Domingo takes pains to give Valerie Thames as Shelly, Marvin King as Donnie, and Nasha Shandri as Averie distinctive personalities and detailed backstories for them to inhabit.
You’re still forgiven if you occasionally find yourself feeling that these capable actors are filling in time-tested sitcom slots or a template lifted from Crimes of the Heart then skillfully refurbished. Thames gets to switch during intermission from a pineapple hair color to a bright raspberry, signaling that she may be the responsible sister but has no intention of remaining anonymous — at the same time showing us that Shelly can be vulnerable, sensitive to Mom’s criticisms.
Long before Shandri has made her first entrance, we’re aware that Averie is the most outré and unbridled of the Shealys. Yet we’re very quickly aware that there’s a loving, conciliatory core to Averie.
Over and over, we see that the estrangement between the two sisters is strictly one-sided. It’s Averie who counsels Shelly, with full persuasiveness of a sister, that changing hair colors isn’t quite the right path. She must ditch Andre instead, her hairdresser. Off-handedly and gradually, Shandri and King reveal to us that Shelly undervalues both her sibs.

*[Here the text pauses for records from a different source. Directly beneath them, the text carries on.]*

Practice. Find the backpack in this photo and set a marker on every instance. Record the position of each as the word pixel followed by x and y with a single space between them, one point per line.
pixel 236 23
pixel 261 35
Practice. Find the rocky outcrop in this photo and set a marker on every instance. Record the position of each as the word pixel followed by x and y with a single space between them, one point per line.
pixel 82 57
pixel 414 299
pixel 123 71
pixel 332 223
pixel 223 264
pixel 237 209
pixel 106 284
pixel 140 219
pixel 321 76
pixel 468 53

Likely an autobiographical creation from Domingo, Donnie is the sibling who most breaks the sitcom mold. King is a moderately daring casting choice from Mitchell, not reminding me of “gift wrap” in the slightest, but maybe that’s the point. Regardless, he’s immensely likable without hardly trying.
Although he never earmarks him as his parents’ favorite, Domingo clearly designates Donnie as the most beloved of the Shealys. Two additional characters are devoted to double-underlining this point, Tommy Prudenti as Donnie’s husband and Amy Dunn as his high school sweetheart.

Jackie, still carrying a torch for her old flame (among other things), is a useful character from the very beginning, long before she tries to come between Donnie and Adam. Frank conversations between Dotty and her children seem to have ceased years before her current aging crisis.
As the houselights go down, Shelly and her mom have no plausible reason to exchange information about each other that we need to know as quickly as possible. Jackie catching up with her old flame’s mom upon her return home after years away in New York opens up windows for us into what’s happening with both Dotty and Shelly.
Dunn’s slant on Jackie takes into account that she is not at all opposed to homewrecking, so she can be a bit brash and irritating, though she usefully questions the crueler aspects of Shelly’s caretaking. She brings out a lot from Dottie and Shelly in the beginning, but it’s Prudenti as Adam who really brings out the best in his mother-in-law, unexpectedly reminding her of her dead husband.
Due to his marital issues with Donnie, we get to feel that we know Donnie nearly as well as Dottie and Shelly, though Domingo overestimates our interest in seeing them sort out their love lives.
Both Jackie and Adam, interestingly enough, are white, and in fact, Jackie is Jewish, further broadening the palette. In matters of racial tension, Domingo is most subtle, for there is a shared prejudice against Fidel among the younger Shealys, leading them to underestimate the foreigner, either through unwarranted suspicion or dismissiveness. Our dear Dottie is the first to properly gauge his intelligence and worth.
In his theatrical debut, computer science grad student Satheesh Kandula gives us a marvelously mild account of Fidel, diffident and polite but not at all servile. Kandula is hardly a credible target for xenophobia, but we’re not terribly surprised to see it happening — and it might give us pause if we consider the possibility that Fidel may understand Dottie better than anyone else onstage.
What he and his co-conspirator wind up concocting for Christmas turns out to be the best lesson of the night.